In this section, we give an overview of our system as well as for GPUs, in particular their shader processors. We also briefly describe the two software interfaces that we use to build our system: (i) NVIDIA's Cg language for high-level programming and (ii) the AMD CTM SDK that defines the application binary interface (ABI) that our soft processor implements.

3.1. GPU Shader Processors

While GPUs are composed of many fixed-function and programmable units, the shader processors are the cores of interest for our work. For a graphics workload, shader processors perform a certain computation on every vertex or pixel in an input stream, as described by a shader program. Since the computation across vertices or pixels is normally independent, shader processors are architected to exploit this parallelism: they are heavily multithreaded and pipelined, with an ISA that supports both vector parallelism as well as predication. Furthermore, there are normally multiple shader processors to improve overall throughput.

Figure 1 illustrates how a shader program can interact with memory: input buffers can be randomly accessed while output is limited to a fixed location for each shader program instance, as specified by an input register. Hence the execution of a shader program implies the invocation of parallel instances across all elements of the output buffer. This separation and limitation for writing memory simplifies issues of data coherence and is more conducive to high-bandwidth implementations.

Figure 1: The interaction of a shader program with memories and registers.
3.2. The NVIDIA Cg Language

In our system we exploit NVIDIA's Cg [11], a high-level, C-based programming language that targets GPUs. To give a taste of the Cg language, Figure 2(b) shows a sample program written in Cg for elementwise multiplication of two matrices, with the addition of a unit offset. For comparison, ANSI C code is provided for the same routine in Figure 2(a). In Cg, the multadd function defines a computation which is implicitly executed across each element in the output domain, hence there are no explicit for loops for iterating over the output buffer dimensions as there would be in regular C. The dimensions of the buffers are configured prior to execution of the shader program and hence do not appear in the Cg code either.
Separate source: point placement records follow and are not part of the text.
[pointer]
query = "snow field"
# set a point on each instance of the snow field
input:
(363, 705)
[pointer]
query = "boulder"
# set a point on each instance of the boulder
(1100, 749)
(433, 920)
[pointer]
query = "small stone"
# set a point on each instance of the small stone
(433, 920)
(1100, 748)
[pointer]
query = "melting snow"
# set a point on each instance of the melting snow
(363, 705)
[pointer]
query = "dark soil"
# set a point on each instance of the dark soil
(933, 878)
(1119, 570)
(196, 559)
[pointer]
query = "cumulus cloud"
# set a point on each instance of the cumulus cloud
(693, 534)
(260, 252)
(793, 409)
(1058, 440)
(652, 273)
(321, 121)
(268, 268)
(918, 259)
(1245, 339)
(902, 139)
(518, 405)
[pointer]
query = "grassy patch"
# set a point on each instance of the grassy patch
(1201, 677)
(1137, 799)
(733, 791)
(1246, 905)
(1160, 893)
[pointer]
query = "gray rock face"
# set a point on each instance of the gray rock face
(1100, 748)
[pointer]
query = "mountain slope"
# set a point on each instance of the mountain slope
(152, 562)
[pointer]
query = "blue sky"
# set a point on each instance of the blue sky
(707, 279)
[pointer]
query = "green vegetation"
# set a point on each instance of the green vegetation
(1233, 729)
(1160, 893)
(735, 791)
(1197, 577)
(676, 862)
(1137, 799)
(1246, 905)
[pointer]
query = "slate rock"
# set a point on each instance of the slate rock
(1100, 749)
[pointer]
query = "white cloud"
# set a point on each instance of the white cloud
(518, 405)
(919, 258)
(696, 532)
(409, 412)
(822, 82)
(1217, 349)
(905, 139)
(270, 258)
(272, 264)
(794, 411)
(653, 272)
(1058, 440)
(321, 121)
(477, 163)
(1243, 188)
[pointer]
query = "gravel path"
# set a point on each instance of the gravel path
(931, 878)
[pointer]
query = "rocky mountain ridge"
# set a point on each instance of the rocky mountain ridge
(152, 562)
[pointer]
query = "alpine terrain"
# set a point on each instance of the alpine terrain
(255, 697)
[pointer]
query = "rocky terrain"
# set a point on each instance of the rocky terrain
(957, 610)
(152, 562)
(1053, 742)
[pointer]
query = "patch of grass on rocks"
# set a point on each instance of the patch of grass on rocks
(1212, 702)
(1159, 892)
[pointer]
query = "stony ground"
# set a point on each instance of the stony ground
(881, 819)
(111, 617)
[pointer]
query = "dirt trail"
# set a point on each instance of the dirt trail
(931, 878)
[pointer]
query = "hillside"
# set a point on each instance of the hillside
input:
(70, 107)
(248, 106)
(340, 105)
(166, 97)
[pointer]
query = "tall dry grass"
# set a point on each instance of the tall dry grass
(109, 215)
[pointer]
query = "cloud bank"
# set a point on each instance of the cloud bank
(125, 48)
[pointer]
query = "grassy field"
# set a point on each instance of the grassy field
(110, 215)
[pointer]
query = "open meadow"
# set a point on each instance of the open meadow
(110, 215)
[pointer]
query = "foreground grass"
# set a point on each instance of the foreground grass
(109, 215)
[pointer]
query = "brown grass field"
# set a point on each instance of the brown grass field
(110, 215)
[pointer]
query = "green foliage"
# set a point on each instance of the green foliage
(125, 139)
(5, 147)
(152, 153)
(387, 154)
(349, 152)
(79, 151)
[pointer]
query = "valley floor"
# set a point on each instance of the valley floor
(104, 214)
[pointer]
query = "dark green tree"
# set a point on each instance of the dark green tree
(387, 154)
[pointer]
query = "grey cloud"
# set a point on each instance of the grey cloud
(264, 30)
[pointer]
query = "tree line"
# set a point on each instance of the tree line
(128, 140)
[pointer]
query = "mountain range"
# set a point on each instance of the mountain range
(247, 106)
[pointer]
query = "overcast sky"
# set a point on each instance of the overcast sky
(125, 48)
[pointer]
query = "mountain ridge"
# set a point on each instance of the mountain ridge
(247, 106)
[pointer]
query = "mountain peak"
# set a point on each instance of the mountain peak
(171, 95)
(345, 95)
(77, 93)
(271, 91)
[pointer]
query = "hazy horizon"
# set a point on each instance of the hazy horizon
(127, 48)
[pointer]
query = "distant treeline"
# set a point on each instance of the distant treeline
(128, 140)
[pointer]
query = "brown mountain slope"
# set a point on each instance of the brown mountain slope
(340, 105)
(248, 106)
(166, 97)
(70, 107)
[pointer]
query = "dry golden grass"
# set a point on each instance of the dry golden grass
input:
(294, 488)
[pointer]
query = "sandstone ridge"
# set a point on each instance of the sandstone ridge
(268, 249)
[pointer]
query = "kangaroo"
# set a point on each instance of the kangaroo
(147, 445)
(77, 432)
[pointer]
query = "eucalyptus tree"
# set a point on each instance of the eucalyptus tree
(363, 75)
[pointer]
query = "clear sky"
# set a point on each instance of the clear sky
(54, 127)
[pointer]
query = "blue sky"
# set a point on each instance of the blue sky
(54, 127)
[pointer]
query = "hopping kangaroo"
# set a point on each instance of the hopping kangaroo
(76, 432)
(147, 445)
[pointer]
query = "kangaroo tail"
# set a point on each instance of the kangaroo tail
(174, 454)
Figure 2: An example shader program for elementwise matrix multiplication plus an offset, described in (a) C, (b) Cg, and (c) CTM code.

Looking at the Cg code, there are three parameters passed to the multadd function. First, 2D floating-point coordinates (coord) directly give the position for output in the output buffer and are also used to compute the positions of values in input buffers (i.e., the ( , ) input pair shown in Figure 1)—note that a future implementation could remove this limitation to allow many-dimensional coordinates. The second and third parameters (A and B) define the input buffers, associated with a buffer number (TEXUNIT0 and TEXUNIT1) and a memory addressing mode, uniform sampler2D, that in this case tells the compiler to compute addresses same way C computes memory addresses for 2D arrays. Tex2D() is an intrinsic function to read data from an input buffer, and implements the addressing mode specified by its first parameter on the coordinates specified by its second parameter. For this program the values manipulated including the output value are all of type float4, a vector of four 32-bit floating-point values—hence the buffer sizes and addressing modes must account for this.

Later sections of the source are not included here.